Urteil des OLG Celle vom 13.11.2003

OLG Celle: einfache bürgschaft, treu und glauben, allgemeine geschäftsbedingungen, anforderung, bauvertrag, sicherheitsleistung, abnahme, unternehmer, bürgschaftsurkunde, besteller

Gericht:
OLG Celle, 13. Zivilsenat
Typ, AZ:
Urteil, 13 U 136/03
Datum:
13.11.2003
Sachgebiet:
Normen:
AGBG § 9 Abs. 1, BGB § 133, BGB § 157
Leitsatz:
Die in Allgemeinen Geschäftsbedingungen eines Bauvertrags getroffene Regelung, wonach der
Besteller nach Abnahme des Bauwerks 5 % der Auftragssumme für die Dauer der
Gewährleistungsfrist einbehalten darf und dem Auftragnehmer das Recht eingeräumt wird, den
Einbehalt durch eine Bürgschaft auf erstes Anfordern abzulösen, ist insgesamt unwirksam (BGH,
NJW 2001, 1857; NJW 2002, 894).
Der Bauvertrag kann dann nicht ergänzend dahin ausgelegt werden, dass der Unternehmer anstatt der
Bürgschaft auf erstes Anfordern eine „einfache“ Bürgschaft schuldet.
Volltext:
Oberlandesgericht Celle
Im Namen des Volkes
Urteil
13 U 136/03
25 O 20/03 Landgericht Hannover Verkündet am
13. November 2003
#######,
Justizsekretärin
als Urkundsbeamtin
der Geschäftsstelle
In dem Rechtsstreit
pp.
hat der 13. Zivilsenat des Oberlandesgerichts Celle unter Mitwirkung des Vorsitzenden Richters am
Oberlandesgericht ####### sowie der Richter am Oberlandesgericht ####### und ####### aufgrund der mündlichen
Verhandlung vom 28. Oktober 2003 für Recht erkannt:
Auf die Berufung der Beklagten wird das Urteil des Landgerichts####### vom 3. Juli 2003 geändert und die Klage
abgewiesen.
Die Klägerin hat die Kosten des Rechtsstreits zu tragen.
Das Urteil ist vorläufig vollstreckbar.
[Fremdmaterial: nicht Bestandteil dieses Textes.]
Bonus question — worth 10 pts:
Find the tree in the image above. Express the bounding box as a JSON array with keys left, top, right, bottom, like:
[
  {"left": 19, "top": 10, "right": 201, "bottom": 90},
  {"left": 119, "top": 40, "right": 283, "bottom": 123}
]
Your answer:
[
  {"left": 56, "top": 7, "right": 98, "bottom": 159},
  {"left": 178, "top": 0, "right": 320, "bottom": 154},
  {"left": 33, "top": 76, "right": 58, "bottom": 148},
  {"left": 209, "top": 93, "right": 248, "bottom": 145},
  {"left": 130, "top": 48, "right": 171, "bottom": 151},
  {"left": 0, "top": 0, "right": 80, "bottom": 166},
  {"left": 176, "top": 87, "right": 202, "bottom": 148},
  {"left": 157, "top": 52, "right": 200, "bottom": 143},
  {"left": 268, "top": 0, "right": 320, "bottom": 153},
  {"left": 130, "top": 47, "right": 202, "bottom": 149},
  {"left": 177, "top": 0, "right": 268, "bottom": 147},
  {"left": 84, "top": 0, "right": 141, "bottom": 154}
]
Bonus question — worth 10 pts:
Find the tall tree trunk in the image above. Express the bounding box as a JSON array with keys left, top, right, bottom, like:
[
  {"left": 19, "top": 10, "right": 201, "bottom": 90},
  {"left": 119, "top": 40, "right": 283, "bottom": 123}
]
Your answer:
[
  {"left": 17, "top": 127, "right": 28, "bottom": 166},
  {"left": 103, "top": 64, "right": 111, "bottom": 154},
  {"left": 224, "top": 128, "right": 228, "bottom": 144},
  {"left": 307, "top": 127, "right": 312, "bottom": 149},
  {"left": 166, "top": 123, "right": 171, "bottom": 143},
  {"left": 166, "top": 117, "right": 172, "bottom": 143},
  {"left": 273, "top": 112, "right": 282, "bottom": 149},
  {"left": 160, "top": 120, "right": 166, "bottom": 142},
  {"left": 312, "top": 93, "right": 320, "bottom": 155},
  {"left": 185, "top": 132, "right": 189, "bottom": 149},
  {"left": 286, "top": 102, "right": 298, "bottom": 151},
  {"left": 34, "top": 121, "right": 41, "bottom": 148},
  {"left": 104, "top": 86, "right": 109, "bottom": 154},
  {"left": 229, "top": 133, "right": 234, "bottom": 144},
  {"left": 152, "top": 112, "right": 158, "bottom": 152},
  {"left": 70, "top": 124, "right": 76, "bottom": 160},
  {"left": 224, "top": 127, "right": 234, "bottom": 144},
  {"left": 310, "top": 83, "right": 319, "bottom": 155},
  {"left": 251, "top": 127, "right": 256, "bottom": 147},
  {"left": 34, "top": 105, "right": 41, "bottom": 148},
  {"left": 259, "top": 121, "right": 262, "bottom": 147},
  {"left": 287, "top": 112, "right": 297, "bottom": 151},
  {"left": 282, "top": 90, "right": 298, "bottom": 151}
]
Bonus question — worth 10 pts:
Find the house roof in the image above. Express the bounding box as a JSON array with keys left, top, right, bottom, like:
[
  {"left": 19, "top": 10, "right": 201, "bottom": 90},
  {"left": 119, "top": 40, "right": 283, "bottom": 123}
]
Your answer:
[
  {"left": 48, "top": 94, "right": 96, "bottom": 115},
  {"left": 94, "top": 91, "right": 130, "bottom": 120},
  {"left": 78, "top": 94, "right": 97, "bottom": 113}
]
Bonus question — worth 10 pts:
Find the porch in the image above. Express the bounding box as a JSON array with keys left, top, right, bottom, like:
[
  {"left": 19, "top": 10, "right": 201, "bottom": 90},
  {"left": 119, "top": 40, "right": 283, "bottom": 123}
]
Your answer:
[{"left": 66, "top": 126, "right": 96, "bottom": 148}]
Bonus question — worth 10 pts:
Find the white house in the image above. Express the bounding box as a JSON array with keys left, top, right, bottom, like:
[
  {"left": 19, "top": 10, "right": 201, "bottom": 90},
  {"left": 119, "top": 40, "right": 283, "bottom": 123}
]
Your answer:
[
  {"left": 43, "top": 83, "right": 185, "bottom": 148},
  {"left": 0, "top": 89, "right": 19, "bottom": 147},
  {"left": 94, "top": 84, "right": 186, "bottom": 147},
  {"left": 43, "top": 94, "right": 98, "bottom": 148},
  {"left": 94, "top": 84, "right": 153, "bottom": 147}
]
Die Klägerin darf die Vollstreckung der Beklagten durch Sicherheitsleistung in
Höhe von 110 % des vollstreckbaren Betrages abwenden, wenn nicht die Beklagte vor der Vollstreckung Sicherheit
in Höhe des jeweils zu vollstreckenden Betrages leistet.
Die Revision wird nicht zugelassen.
Streitwert im Berufungsverfahren: 82.573,64 EUR.
Gründe
I.
Die Klägerin nimmt die beklagte Versicherung aus einer Bürgschaft in Anspruch.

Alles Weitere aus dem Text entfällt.